If your spouse happens to be living in another country than China, the consulate there would likely be the one to handle the case.
Procedures If Your Spouse Is Already in the U.S.
If your spouse initially came to the U.S. as a nonimmigrant (such as on a fiancé or student visa or as a tourist), and either you are a U.S. citizen or your spouse is still in valid status, he or she can apply to adjust status in the United States. The main form for this is an I-485. The two of you will attend an interview at one of USCIS’s field offices.
Information about USCIS locations or service centers can be found at its website, www.uscis.gov. (Just make sure your spouse didn’t commit visa fraud by using the nonimmigrant visa specifically to enter the U.S. and apply for a green card – see “Risks of Entering the U.S. as a Tourist, Then Applying for Marriage- Based Green Card” for details.)
If, however, your spouse entered the U.S. without inspection or by using a fake visa, or you are a permanent resident rather than a citizen, your situation is more complicated than this article can address. You may have difficulty obtaining a green card for your spouse, though it is not impossible. See an immigration attorney for details or if you have any questions about whether you qualify to adjust status.

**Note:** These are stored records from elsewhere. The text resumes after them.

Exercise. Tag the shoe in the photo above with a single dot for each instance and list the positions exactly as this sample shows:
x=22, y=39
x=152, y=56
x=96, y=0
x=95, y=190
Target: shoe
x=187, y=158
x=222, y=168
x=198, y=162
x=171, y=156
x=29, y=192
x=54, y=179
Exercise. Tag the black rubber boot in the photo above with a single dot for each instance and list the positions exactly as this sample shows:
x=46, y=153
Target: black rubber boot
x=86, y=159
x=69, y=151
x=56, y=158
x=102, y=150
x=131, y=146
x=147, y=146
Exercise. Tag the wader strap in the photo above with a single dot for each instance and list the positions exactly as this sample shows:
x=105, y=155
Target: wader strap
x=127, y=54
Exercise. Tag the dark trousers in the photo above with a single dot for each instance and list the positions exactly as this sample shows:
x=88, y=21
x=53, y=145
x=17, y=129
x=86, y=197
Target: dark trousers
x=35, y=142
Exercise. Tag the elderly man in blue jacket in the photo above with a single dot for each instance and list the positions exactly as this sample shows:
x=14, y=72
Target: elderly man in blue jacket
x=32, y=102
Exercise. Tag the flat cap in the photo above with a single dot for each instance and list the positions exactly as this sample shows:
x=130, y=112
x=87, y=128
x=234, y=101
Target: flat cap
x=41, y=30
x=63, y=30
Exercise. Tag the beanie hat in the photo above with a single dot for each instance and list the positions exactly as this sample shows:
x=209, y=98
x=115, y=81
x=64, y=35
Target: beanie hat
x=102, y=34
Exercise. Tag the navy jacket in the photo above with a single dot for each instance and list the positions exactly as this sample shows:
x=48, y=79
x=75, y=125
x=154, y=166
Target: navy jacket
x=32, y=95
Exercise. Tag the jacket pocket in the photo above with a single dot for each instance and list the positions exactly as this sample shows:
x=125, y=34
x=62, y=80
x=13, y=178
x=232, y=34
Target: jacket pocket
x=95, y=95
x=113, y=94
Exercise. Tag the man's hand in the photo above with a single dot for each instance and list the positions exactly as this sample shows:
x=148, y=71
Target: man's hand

Entering Into a Legally Valid Marriage
No matter where you marry, you will need to obtain a certificate that convinces the U.S. immigration authorities that it was legally recognized in the state or country where it took place. Below are some tips on doing that.
Obtaining Documentation of a Valid Marriage in China
If you have married, or plan to get married in your fiancé or spouse’s home country, you will first need to look into China’s requirements for legal marriage.
According to information provided by the U.S. consulate, at least one member of the couple must reside in China. Your intended spouse must be at least age 22 if a man or 20 if a woman. And if your intended spouse is still in school, watch out: The school is likely to expel your spouse as soon as you have married, and one school reportedly requires its students to reimburse it for uncharged tuition and other expenses upon withdrawal for the purpose of marriage to a foreigner.
Also make sure that your intended spouse is legally free to marry a foreigner. Certain categories of Chinese citizens, such as diplomats, security officials, and others whose work is considered to be crucial to the state, are not.
Procedurally, you will need to register your marriage with a local Chinese civil affairs office (Ming Zheng Ju). You, the U.S. citizen, will need to submit a current passport and a Marriageability Affidavit; the latter can be obtained from the U.S. Consulate, but you may need to have it translated into Chinese by a service authorized by the civil affairs office.). The Chinese person must submit a Family Registration Book (Hu Kou Bu) or residence permit, and Chinese National ID card (Shen Fen Zheng).
After the ceremony, you will need to obtain a certificate of that marriage for purposes of U.S. immigration. The U.S. government keeps track of what documents are considered legally valid from each country, and will reject your marriage certificate if it doesn't come from the proper source. What the U.S. is currently looking for is a so-called “notarial marriage certificate” (Jie Hun Gong Zheng or Zheng Wing Shu). Check the State Department's "Country Reciprocity Schedule" to get further details on what documents from China it considers valid. (Choose China from the menu, then scroll down the page to read about “Documents” and “Marriage, and Death Certificates.”)
Obtaining Documentation of a Valid Marriage in the United States
If you will hold your wedding in the U.S., you need to follow the laws of the state where you marry. For a summary, see “Marriage Laws in Your State.” You will need to obtain a marriage certificate from a local government office. A church certificate, for example, is not enough.